Reputation: 47
I'm trying to create a function that loops through an array of Strings, adds the word to a new tuple which counts how many times a word occurs in a block of text. In an OO language, this is simple- create a KV pair for each word and the number of times it occurs. I'm trying to translate that code into Haskell, but I don't think its that straightforward.
countWords:: [String] -> [(String, Int)]
I know I need to create a list of tuples but I'm not sure how to loop through the list passed to the function using recursion.
Upvotes: 1
Views: 160
Reputation: 120751
A pretty direct translation of what you seem to be saying you'd do in OO would be to “loop” for each word through the list recursively and either update the entry that has it already, or append it as a new one:
registerWord :: String -> [(String, Int)] -> [(String, Int)]
registerWord w ((w',c):ws)
| w==w' = (w,c+1) : ws
| otherwise = (w',c) : registerWord w ws
registerWord w [] = [(w,1)]
Then do that for every given word, each time updating the register. This is easily done with a fold:
countWords :: [String] -> [(String, Int)]

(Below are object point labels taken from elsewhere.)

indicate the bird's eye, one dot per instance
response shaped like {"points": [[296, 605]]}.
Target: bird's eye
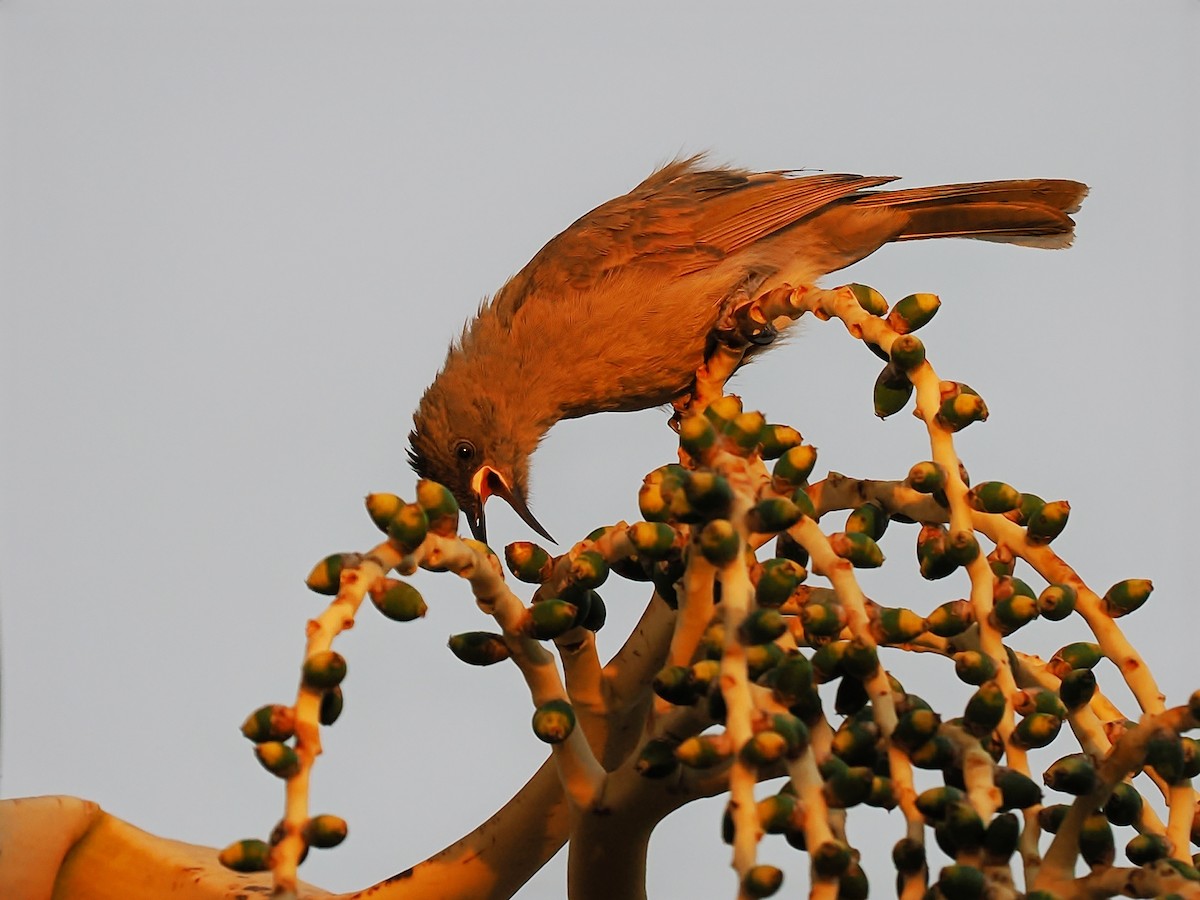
{"points": [[465, 451]]}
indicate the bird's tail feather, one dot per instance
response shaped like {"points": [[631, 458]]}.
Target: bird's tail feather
{"points": [[1031, 213]]}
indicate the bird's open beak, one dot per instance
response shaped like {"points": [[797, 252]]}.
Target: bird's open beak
{"points": [[487, 481]]}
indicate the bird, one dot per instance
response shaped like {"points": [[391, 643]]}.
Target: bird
{"points": [[618, 311]]}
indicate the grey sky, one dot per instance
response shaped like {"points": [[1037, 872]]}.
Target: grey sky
{"points": [[238, 237]]}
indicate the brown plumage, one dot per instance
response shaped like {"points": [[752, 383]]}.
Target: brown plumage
{"points": [[618, 311]]}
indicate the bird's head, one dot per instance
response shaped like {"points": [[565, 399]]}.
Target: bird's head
{"points": [[475, 447]]}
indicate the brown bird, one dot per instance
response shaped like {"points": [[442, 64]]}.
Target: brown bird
{"points": [[618, 311]]}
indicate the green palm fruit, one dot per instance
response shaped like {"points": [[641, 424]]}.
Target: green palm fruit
{"points": [[1072, 774], [246, 856], [927, 478], [961, 882], [1057, 601], [720, 543], [551, 618], [1037, 730], [331, 703], [994, 497], [1096, 844], [778, 439], [408, 528], [697, 436], [762, 881], [1146, 849], [975, 667], [277, 757], [870, 519], [479, 648], [274, 721], [325, 831], [439, 505], [984, 709], [743, 432], [892, 391], [399, 600], [792, 469], [675, 685], [777, 581], [652, 540], [897, 625], [907, 352], [952, 618], [915, 729], [858, 550], [1080, 654], [1048, 522], [960, 411], [773, 515], [869, 299], [909, 856], [323, 670], [1123, 807], [761, 625], [325, 576], [822, 618], [1127, 595], [383, 508], [657, 759], [1017, 790], [1077, 689], [703, 751], [913, 312]]}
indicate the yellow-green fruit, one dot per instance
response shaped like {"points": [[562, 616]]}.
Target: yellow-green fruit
{"points": [[697, 436], [719, 541], [778, 439], [762, 881], [246, 856], [994, 497], [551, 618], [277, 757], [528, 562], [657, 759], [383, 508], [869, 299], [553, 721], [408, 528], [324, 670], [479, 648], [1048, 522], [652, 540], [960, 411], [1057, 601], [274, 721], [397, 600], [927, 478], [331, 703], [325, 831], [892, 391], [913, 312], [325, 576], [869, 520], [439, 507], [793, 467], [858, 550], [907, 352], [1127, 595]]}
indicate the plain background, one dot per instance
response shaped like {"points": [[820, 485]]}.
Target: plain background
{"points": [[237, 239]]}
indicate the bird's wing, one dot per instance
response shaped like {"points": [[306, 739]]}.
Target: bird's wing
{"points": [[683, 219]]}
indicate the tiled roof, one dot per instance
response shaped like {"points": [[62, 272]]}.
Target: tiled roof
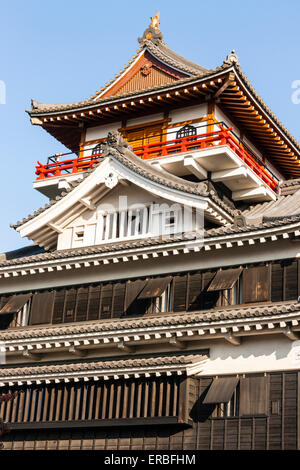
{"points": [[246, 312], [159, 49], [141, 167], [152, 242], [289, 186], [161, 361], [285, 206]]}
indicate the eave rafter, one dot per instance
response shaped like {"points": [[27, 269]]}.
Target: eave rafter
{"points": [[178, 331], [136, 253]]}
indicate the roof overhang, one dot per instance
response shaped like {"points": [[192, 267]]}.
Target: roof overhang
{"points": [[227, 86], [44, 228]]}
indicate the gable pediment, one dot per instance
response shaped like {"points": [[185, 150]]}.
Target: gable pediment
{"points": [[146, 72], [120, 173]]}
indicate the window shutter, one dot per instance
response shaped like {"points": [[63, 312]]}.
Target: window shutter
{"points": [[253, 395], [69, 312], [94, 302], [106, 301], [58, 308], [154, 287], [194, 291], [179, 293], [256, 284], [15, 303], [291, 281], [221, 390], [225, 279], [133, 290], [118, 299], [277, 283], [41, 308], [209, 299], [82, 304]]}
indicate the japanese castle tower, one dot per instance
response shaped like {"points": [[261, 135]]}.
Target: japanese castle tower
{"points": [[157, 306]]}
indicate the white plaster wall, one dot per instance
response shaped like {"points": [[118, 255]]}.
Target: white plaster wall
{"points": [[144, 119], [98, 132], [154, 266], [255, 354], [119, 198], [188, 113], [220, 117]]}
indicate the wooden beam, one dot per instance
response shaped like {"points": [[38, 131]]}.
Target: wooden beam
{"points": [[236, 341], [293, 336], [225, 85]]}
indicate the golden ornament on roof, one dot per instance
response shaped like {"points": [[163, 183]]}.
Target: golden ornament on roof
{"points": [[155, 21]]}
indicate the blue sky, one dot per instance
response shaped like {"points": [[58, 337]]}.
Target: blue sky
{"points": [[62, 51]]}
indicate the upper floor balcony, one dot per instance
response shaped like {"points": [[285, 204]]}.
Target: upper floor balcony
{"points": [[207, 152]]}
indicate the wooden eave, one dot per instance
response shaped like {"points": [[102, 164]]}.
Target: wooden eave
{"points": [[227, 87]]}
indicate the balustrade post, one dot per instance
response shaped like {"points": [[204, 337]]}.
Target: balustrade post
{"points": [[146, 151], [40, 171], [75, 166]]}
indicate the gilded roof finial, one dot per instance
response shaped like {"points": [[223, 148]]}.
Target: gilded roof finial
{"points": [[152, 33], [155, 21]]}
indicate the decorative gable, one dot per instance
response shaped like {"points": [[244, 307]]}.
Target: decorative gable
{"points": [[146, 72]]}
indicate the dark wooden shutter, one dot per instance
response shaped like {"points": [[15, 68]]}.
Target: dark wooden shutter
{"points": [[208, 299], [256, 284], [154, 287], [69, 313], [41, 308], [118, 299], [82, 304], [277, 282], [253, 395], [225, 279], [15, 303], [132, 291], [221, 390], [58, 308], [194, 291], [106, 301], [291, 281], [94, 302], [179, 293]]}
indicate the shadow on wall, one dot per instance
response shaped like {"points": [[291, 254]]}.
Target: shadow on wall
{"points": [[200, 412], [279, 347]]}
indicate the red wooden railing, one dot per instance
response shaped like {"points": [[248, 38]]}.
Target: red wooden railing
{"points": [[222, 136]]}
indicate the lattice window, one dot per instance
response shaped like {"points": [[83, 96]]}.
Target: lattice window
{"points": [[186, 131]]}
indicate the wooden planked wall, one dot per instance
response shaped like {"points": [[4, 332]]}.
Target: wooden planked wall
{"points": [[277, 430]]}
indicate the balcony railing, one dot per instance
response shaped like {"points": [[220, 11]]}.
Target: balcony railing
{"points": [[223, 136]]}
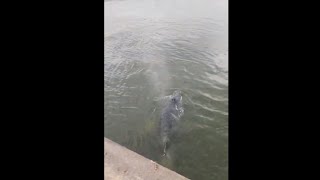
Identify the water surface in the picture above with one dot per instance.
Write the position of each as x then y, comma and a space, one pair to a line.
152, 48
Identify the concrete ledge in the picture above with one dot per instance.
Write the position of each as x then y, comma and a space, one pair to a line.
122, 163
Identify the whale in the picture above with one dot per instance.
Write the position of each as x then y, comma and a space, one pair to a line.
170, 116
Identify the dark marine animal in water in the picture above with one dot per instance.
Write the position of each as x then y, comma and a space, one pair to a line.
169, 117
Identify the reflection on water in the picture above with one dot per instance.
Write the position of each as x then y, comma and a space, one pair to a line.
153, 48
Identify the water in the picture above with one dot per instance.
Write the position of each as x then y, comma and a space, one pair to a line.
152, 48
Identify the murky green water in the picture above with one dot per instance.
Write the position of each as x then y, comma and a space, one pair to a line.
152, 48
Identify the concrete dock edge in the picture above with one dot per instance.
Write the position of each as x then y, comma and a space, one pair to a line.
124, 164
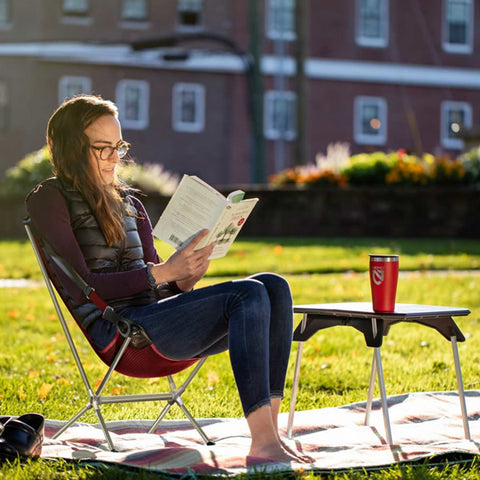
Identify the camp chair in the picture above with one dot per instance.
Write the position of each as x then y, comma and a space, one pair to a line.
131, 353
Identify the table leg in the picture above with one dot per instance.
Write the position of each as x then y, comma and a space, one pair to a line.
371, 386
293, 399
383, 396
461, 391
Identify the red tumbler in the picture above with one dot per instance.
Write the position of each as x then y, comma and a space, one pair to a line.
383, 282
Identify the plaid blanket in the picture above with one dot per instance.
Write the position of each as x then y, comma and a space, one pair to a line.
424, 425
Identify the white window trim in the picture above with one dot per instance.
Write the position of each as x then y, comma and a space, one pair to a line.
448, 47
447, 105
269, 131
274, 34
366, 139
199, 124
141, 123
65, 80
80, 18
368, 41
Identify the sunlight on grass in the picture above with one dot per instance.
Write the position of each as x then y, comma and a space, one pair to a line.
38, 374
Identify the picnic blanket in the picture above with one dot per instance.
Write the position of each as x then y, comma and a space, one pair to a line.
424, 425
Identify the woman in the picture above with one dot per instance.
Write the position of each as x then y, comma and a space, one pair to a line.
90, 219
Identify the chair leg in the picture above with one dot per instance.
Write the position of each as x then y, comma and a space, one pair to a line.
176, 399
461, 391
293, 399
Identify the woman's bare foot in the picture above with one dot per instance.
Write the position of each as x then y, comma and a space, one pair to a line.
300, 457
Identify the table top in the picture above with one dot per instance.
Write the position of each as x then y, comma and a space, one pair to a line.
364, 309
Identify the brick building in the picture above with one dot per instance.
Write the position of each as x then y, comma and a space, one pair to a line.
230, 104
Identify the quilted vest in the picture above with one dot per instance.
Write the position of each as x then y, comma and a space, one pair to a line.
99, 256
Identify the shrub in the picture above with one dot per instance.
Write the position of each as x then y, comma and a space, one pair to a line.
393, 168
149, 178
369, 168
471, 164
28, 172
37, 166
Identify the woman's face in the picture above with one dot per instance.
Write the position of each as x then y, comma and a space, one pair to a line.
105, 136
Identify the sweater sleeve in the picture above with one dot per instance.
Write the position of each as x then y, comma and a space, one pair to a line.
48, 210
145, 232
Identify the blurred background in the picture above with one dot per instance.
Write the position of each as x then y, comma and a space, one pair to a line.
238, 90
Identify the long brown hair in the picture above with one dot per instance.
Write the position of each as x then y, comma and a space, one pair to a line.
69, 147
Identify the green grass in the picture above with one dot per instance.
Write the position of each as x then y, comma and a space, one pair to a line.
37, 374
296, 256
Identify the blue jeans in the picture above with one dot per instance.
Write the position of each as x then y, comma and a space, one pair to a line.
252, 318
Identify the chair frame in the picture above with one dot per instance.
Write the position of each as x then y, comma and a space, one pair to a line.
95, 399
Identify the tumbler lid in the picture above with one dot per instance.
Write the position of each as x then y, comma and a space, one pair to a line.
374, 257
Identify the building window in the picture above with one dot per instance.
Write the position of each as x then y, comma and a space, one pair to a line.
280, 19
188, 107
135, 10
280, 115
76, 7
372, 23
4, 110
190, 14
5, 12
132, 98
70, 86
458, 26
370, 121
456, 117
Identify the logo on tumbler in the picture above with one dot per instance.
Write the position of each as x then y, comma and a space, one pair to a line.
378, 275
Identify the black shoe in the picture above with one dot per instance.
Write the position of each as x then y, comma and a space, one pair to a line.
21, 437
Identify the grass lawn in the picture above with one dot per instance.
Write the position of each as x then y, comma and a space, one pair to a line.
36, 372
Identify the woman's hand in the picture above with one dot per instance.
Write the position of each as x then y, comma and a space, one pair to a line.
186, 266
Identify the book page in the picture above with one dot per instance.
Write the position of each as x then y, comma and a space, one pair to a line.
228, 226
193, 207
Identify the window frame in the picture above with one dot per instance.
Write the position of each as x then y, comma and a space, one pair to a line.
66, 79
198, 125
142, 121
191, 28
456, 48
130, 19
452, 143
384, 18
74, 12
4, 106
8, 18
274, 33
362, 138
269, 130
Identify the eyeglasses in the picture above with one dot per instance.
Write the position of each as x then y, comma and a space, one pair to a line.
106, 153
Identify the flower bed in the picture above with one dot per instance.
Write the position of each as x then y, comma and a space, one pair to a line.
380, 168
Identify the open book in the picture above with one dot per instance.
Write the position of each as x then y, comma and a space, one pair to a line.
195, 205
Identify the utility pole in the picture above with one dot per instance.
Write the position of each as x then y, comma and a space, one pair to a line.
301, 27
258, 155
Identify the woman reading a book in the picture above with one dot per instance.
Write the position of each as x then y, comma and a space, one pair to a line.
92, 221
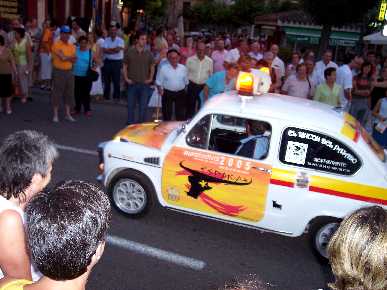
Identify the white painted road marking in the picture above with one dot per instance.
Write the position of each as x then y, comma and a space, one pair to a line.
139, 248
77, 150
170, 257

countWords = foldr registerWord []
This list-inserting is awkward though, and inefficient (both in FP and OO), namely O(n2). A much nicer approach is to think functional-modularly: you effectively want to group equal words together. For this, you need to first sort them, so equal words are actually adjacent. Then you need to replace each group of duplicates with a single example, and the count. Nice functional pipeline:
countWords :: [String] -> [(String, Int)]
countWords = map (\gp@(w:_) -> (w, length gp)) . group . sort
Incidentally, there's nothing in this function that requires the keys to be “words” / strings, so you might as well generalise the signature to
countWords :: Ord a => [a] -> [(a, Int)]
(The other, inefficient approach would be even more general, requiring only Eq
.)
Upvotes: 5